Job-seekers scramble for opportunities at exhibition
Job-seekers scramble for opportunities at exhibition
Bambang Nurbianto, The Jakarta Post, Jakarta
Lely, 27, was standing in a line for nearly two hours together
with thousands of other job-seekers before she finally managed to
enter the job expo venue inside the Peninsula Hotel in Slipi,
West Jakarta on Tuesday.
Lely, a holder of a bachelor's degree in agriculture from a
private university in Yogyakarta, then joined hundreds of job-
seekers, most of whom were recent college graduates to browse the
jobs offered inside by 36 companies taking part in the fair.
"It is my fourth visit to such a job fair. In each fair, I've
submitted around five to 10 applications, but none of companies
invited me for an interview," Lely, who graduated in late 2002,
told The Jakarta Post.
Soon after her graduation, she left her hometown in Yogyakarta
to live with her brother in Cawang subdistrict, East Jakarta with
hopes of finding a job.
Like other people coming from outside Jakarta, Lely thought
that she could find a job more easily here. But she has begun to
realize that finding a job was not so easy, even though she has
been looking for more than two years here.
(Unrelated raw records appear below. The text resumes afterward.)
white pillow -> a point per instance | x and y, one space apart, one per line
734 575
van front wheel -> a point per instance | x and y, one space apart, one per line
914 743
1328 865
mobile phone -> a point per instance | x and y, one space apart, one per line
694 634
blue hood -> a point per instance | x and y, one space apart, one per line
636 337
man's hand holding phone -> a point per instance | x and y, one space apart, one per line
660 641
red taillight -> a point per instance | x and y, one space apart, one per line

Lely was not alone. According to the head of the Jakarta
manpower agency Ali Zubeir, nearly one million people in the
capital were unemployed last year.
Over 2.5 million job-seekers, according to the Center for
Labor and Development Studies, are produced each year nationally,
while the country can absorb some 1.1 million jobs per annum,
leaving at least 1.4 million new job-seekers in the lurch.
The data is backed up by the huge crowds that throng to such
job expos.
In the on-going expo, which will wind up on Wednesday, job-
seekers can submit as many application forms as possible after
they buy a Rp 30,000 entry ticket. There, they can fill out forms
prepared by companies or submit complete applications, prepared
before they enter the venue.
Aan, 25, an information technology (IT) graduate from Gadjah
Mada University, also in Yogyakarta, for example, submitted 15
applications to different companies at the job fair organized by
the JobsDB.com.
"I hope I will be invited for an interview by some of those
companies," said Aan, who graduated late last June.
Like Lely and hundreds of other applicants, Aan, however,
realized that he should not expect much because he would be
competing with literally millions of rivals.
There are still many job-seekers with a lot of work
experience, who have been laid off due to the economic crisis.
He will also be competing against people who are seeking a
better job, like Ami, 27, a holder of a secretarial certificate,
who has been working for a small company in Central Jakarta.
Ami, a resident of Kebon Jeruk in West Jakarta, said she had
twice visited such a job expo. In Tuesday's fair, she submitted
10 applications.
"In the previous fair in Senayan, (Central Jakarta), I
submitted five applications. I got no responses. With these
applications I submitted today, I hope that I will be invited for
an interview," said Ami, who was seeking a better job because she
was currently paid only Rp 500,000 per month -- lower than the Rp
711,848 provincial minimum wage.
Hendra, a employee with JObsDB.com, however, stressed that
there was no guarantee that companies taking part in the fair
would invite applicants for interviews.
"We just facilitate the meeting. It is up to each company to
invite the applicants or not," he told the Post.